> > I ask you, why do you care?
> 
> I dunno. Could it be wondering how someone 
> -- anyone -- could be so stupid as not to 
> realize that he could pay for this program 
> (that he claims is so important to the world's
> future) himself from mere *interest* on existing 
> funds, while never depleting the principal.
> 
> Because it's either that or wondering how 
> that same someone could be so greedy as to
> realize this and *not* do it, and in fact 
> expect other people to pay for everything, 
> yet again. 
> 
> Those strike me as the only two options.
> Do you see more?

There are probably lots of possibilities,
some of them positive, some of them not
quite so positive.

But the one possibility that never seems
to come up, and hasn't come up now for 40
years or more, is for Maharishi to actually
put *his* assets where his mouth is.

*He*, after all, is the person saying that
the world is in such shit shape that if 2000
people don't do the Hemorrhoid Hop twice a 
day it's in danger of being destroyed. *He* 
is the one appealing to fear, and to the 
admittedly noble desire in his followers to 
see their world survive into another day.

But at the same time, *he* is not willing to
pay for helping it survive another day. And 
he never has been. 

Doesn't that *tell* you something?

I mean, the guy is as much as predicting that
the world is fucked if these 2000 people don't
do the Gluteus Maximus Dance, and soon. But he
is completely willing to allow the world *to*
be fucked if the funds don't come through from
Someone Else. He's got the money to pay for all
this himself -- *more* than enough to pay for
all this himself. But given the trends we've seen 
so far in TM history, he would clearly allow the 
world to blow itself up rather than dig into
his *own* pockets to keep it from being blown up.

I'm ranting a bit here because the other day I
saw an old movie called "The Shoes of the Fisher-
man" that reminded me of Another Possibility. The
movie was a big Hollywood epic based on a best
seller, and had many flaws. But at the same time,
it had a few good points, too, one of them being
a great performance by Anthony Quinn as a simple
man who suddenly finds himself named as Pope, and 
during trying times.

The times are *so* trying that there is about to
be a nuclear war between the USSR and China, 
because the Chinese have been hard hit by famine
and are starving, and neither Russia nor any other
country will help them out by sending sufficient
aid. For reasons of simple survival, they're about 
to invade their neighbor Russia, just to find food.

So what does the simple man who has just become 
Pope do in this fictional movie?
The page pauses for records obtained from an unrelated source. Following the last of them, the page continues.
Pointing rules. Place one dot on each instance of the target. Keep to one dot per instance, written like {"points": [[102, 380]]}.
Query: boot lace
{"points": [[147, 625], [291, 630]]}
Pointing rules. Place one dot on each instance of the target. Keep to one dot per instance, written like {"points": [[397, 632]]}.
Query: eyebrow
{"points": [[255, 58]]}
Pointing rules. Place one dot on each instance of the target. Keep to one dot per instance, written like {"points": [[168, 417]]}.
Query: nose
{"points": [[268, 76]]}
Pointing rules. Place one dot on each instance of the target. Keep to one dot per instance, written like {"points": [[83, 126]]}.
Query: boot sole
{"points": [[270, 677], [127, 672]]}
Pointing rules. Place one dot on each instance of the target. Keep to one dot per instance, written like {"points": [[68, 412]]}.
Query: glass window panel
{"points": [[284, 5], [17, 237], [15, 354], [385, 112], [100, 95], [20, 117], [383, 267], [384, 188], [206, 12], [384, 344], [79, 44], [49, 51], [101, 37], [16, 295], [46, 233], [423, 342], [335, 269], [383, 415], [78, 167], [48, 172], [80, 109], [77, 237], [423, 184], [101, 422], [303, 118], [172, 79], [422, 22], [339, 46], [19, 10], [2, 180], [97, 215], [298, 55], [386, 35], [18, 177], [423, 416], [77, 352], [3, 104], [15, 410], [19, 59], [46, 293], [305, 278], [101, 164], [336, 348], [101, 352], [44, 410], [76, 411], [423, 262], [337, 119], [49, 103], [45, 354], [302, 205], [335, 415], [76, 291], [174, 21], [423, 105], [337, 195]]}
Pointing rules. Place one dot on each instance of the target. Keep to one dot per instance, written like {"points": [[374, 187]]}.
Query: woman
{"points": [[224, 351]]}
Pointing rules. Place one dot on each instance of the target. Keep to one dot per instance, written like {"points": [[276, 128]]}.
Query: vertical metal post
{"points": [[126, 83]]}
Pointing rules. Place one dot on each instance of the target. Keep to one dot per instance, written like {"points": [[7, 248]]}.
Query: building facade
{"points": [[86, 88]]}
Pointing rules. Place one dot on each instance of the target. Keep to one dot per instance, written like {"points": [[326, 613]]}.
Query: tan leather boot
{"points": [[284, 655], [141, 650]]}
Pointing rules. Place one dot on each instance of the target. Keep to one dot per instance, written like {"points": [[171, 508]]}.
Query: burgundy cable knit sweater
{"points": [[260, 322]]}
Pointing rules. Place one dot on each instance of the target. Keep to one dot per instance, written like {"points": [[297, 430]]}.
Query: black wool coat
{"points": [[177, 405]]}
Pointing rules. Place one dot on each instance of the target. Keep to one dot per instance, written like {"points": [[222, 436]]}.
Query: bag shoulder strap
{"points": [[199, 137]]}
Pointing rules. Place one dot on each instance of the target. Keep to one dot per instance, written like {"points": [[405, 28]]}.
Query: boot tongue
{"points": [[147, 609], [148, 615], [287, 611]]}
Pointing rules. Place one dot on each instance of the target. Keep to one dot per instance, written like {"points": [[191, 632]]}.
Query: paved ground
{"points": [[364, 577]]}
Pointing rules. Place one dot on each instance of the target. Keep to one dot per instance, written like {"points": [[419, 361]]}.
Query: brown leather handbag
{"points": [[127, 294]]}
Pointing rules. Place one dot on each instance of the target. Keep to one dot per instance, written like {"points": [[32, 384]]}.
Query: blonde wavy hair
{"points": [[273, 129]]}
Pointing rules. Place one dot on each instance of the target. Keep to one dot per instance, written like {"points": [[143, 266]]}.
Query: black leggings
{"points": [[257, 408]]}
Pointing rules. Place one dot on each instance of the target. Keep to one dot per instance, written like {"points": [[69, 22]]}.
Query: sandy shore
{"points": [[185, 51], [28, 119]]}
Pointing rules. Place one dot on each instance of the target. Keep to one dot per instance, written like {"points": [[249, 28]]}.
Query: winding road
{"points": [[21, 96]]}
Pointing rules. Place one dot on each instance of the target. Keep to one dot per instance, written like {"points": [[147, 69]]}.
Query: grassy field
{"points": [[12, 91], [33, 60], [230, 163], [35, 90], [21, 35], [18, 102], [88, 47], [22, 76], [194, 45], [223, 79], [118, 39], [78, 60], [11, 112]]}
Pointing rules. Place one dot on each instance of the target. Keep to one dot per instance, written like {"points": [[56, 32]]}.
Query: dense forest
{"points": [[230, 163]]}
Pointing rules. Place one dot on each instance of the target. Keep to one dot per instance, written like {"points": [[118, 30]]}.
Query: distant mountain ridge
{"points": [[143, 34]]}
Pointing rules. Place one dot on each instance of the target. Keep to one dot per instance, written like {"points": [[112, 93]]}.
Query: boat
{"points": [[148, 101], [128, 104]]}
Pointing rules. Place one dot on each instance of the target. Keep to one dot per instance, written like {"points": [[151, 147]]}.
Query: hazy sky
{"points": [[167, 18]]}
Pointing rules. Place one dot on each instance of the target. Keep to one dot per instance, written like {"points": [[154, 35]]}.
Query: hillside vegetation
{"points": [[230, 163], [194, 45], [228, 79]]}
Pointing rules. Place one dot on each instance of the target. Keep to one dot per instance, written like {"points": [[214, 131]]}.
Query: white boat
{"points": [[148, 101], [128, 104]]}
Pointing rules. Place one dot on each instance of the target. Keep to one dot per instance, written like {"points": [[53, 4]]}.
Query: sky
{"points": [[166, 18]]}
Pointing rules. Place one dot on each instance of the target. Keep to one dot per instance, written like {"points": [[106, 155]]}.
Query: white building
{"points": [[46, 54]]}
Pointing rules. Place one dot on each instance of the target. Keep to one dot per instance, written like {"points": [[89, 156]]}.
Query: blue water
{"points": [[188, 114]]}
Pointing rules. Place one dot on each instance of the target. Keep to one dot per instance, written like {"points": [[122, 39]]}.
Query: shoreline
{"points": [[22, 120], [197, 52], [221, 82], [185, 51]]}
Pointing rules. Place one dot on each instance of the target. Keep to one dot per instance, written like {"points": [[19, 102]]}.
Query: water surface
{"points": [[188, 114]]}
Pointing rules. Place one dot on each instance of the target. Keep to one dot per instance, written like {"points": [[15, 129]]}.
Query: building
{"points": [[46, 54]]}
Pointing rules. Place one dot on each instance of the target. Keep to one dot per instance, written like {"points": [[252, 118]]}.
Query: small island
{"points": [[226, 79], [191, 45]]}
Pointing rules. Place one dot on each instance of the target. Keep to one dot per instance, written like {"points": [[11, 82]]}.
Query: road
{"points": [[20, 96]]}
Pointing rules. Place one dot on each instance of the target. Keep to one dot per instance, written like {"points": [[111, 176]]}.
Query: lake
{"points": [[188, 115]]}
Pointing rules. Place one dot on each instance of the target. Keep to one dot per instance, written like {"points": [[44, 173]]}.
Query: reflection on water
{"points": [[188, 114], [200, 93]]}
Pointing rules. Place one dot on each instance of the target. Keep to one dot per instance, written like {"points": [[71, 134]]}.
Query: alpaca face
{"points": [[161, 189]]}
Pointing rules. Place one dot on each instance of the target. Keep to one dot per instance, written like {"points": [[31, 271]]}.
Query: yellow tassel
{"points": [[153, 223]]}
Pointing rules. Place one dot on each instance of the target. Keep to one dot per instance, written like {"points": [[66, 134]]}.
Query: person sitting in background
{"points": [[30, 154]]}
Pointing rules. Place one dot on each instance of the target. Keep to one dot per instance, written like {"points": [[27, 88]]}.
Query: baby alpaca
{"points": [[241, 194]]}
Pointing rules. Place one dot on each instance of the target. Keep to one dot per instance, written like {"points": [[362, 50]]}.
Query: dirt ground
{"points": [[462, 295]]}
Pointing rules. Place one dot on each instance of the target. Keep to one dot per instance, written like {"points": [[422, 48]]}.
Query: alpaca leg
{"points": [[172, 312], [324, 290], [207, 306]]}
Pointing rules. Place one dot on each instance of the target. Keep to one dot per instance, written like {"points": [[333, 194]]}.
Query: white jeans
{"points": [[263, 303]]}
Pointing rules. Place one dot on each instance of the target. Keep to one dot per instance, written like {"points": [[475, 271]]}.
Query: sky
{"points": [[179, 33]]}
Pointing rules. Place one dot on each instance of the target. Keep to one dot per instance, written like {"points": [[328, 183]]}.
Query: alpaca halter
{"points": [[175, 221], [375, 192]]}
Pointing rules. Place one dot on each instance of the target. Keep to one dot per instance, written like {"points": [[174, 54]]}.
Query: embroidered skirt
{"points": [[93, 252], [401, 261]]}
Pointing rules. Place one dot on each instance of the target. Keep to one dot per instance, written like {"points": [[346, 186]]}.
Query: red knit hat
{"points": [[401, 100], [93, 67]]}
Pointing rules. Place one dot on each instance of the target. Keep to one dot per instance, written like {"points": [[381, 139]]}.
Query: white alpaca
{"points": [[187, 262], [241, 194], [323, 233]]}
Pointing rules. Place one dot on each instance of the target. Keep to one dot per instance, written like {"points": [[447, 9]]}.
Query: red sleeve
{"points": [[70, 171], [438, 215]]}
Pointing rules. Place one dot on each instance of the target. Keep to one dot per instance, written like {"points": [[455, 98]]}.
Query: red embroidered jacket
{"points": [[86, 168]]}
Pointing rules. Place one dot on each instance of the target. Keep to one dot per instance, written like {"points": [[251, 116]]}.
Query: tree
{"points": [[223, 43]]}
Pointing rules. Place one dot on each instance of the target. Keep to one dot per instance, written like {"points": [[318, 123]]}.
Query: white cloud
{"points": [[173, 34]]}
He does what Christ 
would have done, and what NO ONE around him in the 
Vatican wants him to do.

He vows to dedicate the total assets of the worldwide
Roman Catholic Church to battling this famine, and
thus to preventing this war.

It's fiction, of course. No Pope in history has
ever been that altruistic. To be honest, no Pope 
in history has ever really given a damn how many 
people starved or how many of them died in wars,
and no Pope ever will. They're politicians and
economists, not men of God.

Similarly, as far as I can tell, Maharishi has
never given a damn about the people of the world.
He talks about them ONLY as a way to get people to
give him more money. If he really believed the 
words he speaks, and really cared about the world
he pretends to want to save, he'd walk his own talk
and put some of his *own* funds to work right about
now. But he doesn't. All he does is use the world's 
suffering as a way to get people to give him more 
money.

It's a pretty simple rule. When someone tells you
that the world will end soon unless X amount of
dollars are contributed to his cause, does the 
person saying this have X amount of dollars? 

If it turns out that he does (or in this case, has 
easily a thousand times that many dollars) but hasn't 
contributed them to the cause that he's trying to 
convince you to contribute to, you're being had.